Tempo e lugar determinam o que é direito e esquerdo

Carlos Sánchez Berzaín

Não há um conceito inequívoco para definir o que é certo e o que resta na política porque são “analisadores de posições”, cujo resultado depende de quando e onde são aplicados. Desde a origem do uso de esquerda e direita na Assembleia Nacional Constituinte da Revolução Francesa de 1789, cada um desses adjetivos significa posições, conceitos e ideologias tão variadas quanto diferentes. Tempo e lugar são os dois fatores que determinam o que é esquerdo ou direito.

O Fórum do Instituto Interamericano para a Democracia e o Adam Smith Center da Florida International University reuniram um destacado grupo de acadêmicos, jornalistas, políticos e estadistas para analisar “se há direita e esquerda na política do século XXI, o que significam e se os conceitos são universalmente válidos.

A realidade objetiva do século XXI nos apresenta um mundo capitalista, globalizado, passando por uma revolução tecnológica.
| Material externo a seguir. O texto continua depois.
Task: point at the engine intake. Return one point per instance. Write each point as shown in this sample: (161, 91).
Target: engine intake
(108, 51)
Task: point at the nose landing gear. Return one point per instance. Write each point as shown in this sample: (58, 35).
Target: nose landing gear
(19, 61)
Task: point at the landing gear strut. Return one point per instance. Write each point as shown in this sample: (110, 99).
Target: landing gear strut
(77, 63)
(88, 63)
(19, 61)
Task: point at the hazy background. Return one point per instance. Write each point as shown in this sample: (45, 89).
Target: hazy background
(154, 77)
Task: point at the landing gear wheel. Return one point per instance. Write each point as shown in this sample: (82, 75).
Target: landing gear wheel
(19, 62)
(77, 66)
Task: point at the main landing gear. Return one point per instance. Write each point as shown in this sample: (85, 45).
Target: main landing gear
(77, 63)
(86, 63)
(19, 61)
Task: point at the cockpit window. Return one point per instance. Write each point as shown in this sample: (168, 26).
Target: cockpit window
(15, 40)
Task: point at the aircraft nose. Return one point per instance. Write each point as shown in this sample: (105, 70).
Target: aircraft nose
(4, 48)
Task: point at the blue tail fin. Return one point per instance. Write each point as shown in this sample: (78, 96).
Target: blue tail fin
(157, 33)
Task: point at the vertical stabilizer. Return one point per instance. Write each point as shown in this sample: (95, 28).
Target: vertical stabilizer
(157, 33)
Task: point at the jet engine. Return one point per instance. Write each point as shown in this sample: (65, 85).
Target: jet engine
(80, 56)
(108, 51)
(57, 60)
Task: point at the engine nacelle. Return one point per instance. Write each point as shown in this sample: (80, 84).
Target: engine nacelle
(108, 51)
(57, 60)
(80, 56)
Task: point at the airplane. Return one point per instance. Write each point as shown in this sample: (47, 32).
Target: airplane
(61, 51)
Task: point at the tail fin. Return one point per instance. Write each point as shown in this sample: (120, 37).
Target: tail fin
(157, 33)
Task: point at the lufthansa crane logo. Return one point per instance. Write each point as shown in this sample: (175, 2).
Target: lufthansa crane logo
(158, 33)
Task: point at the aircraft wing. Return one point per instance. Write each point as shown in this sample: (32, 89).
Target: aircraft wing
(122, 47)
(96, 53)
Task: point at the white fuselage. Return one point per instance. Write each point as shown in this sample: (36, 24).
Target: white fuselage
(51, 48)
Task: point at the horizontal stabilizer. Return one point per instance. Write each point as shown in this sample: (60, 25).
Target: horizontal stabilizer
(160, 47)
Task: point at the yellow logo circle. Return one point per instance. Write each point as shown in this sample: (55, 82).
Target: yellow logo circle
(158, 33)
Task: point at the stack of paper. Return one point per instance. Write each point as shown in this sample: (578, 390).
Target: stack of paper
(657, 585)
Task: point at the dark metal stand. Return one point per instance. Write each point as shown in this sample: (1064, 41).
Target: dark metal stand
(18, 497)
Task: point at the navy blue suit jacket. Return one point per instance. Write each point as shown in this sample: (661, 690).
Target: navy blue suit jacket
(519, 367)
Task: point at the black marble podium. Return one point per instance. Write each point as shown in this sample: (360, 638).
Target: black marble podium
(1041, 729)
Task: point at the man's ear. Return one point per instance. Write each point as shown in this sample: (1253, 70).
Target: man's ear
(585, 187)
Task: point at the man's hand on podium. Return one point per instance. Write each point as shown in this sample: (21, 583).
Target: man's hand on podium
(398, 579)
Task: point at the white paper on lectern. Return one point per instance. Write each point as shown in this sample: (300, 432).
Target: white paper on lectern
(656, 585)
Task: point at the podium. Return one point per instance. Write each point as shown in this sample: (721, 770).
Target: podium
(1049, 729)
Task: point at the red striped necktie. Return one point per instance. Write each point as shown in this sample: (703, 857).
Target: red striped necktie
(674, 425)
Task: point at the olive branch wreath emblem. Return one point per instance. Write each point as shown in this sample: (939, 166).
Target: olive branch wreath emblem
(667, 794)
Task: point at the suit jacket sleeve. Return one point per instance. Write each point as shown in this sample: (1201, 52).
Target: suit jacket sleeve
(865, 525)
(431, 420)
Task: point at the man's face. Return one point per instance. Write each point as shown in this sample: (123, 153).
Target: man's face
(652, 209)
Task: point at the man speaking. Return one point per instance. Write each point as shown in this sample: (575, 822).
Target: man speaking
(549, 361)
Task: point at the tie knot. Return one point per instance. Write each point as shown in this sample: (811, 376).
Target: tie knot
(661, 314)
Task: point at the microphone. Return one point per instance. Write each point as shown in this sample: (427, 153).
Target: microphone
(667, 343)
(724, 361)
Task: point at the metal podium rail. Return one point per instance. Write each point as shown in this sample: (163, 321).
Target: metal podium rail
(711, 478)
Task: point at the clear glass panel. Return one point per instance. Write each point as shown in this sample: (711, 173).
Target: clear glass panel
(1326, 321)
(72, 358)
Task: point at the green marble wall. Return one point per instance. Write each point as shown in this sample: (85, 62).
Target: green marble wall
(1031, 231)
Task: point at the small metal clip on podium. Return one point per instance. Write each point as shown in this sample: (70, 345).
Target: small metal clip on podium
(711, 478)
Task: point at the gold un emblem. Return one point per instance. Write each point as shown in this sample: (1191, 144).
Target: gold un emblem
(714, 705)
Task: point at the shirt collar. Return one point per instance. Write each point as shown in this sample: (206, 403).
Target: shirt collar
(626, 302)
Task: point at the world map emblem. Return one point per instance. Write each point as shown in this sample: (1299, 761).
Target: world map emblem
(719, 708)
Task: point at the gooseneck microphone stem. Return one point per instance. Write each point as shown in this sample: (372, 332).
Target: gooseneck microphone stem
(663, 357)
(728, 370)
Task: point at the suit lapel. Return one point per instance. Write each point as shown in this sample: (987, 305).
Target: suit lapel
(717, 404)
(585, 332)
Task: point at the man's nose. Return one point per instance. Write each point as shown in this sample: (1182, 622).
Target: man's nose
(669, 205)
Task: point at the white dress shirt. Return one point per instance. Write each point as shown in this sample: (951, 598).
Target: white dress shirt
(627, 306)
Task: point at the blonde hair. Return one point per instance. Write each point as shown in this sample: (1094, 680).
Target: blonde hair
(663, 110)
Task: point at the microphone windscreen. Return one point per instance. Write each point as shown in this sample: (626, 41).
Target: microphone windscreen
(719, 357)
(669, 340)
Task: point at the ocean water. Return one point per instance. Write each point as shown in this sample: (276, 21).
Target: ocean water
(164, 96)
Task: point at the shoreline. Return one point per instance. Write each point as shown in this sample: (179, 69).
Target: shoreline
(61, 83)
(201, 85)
Sustento que neste momento não se discute o “o quê” do mundo, mas sim “como” esse sistema capitalista, globalizado e tecnológico será administrado, administrado e governado. Esta luta do “como”, levanta o eixo de confronto entre o sistema baseado na liberdade, nos direitos humanos e na responsabilidade dos dirigentes, que é a democracia, e o sistema que à custa da liberdade e dos direitos humanos concentra o poder impunemente na algumas mãos, que são ditaduras.

O que se entende por direita e esquerda na política muda ao longo do tempo. Na origem terminológica da revolução francesa “esquerda” descreveu republicanismo, democracia, posteriormente foi utilizada pelo marxismo em suas diferentes expressões e operações, social-democracia, trabalhista, socialismo, comunismo, anarquismo, movimentos pacifistas, guerrilheiros e muito mais. A “direita” com a mesma origem na revolução francesa onde surgiu defendendo os poderes do monarca, passou da defesa da burguesia para a estigmatização da oposição à mudança, cobriu desde posições racionalistas, liberalismo econômico, a sustentação confessional direito em postulados religiosos, nacionalismo, soberania, patriotismo, conservadorismo e muito mais.

A discussão entre a esquerda e a direita no final do século passado foi travada ideologicamente em torno do Estado, um “mais ou menos Estado” em termos de economia e liberdades individuais, o alcance das privatizações, a intervenção estatal, o mercado, a educação, o estado ou privado, controle gerencial, burocracia… a esquerda estava mais estatal, a direita menos estatal.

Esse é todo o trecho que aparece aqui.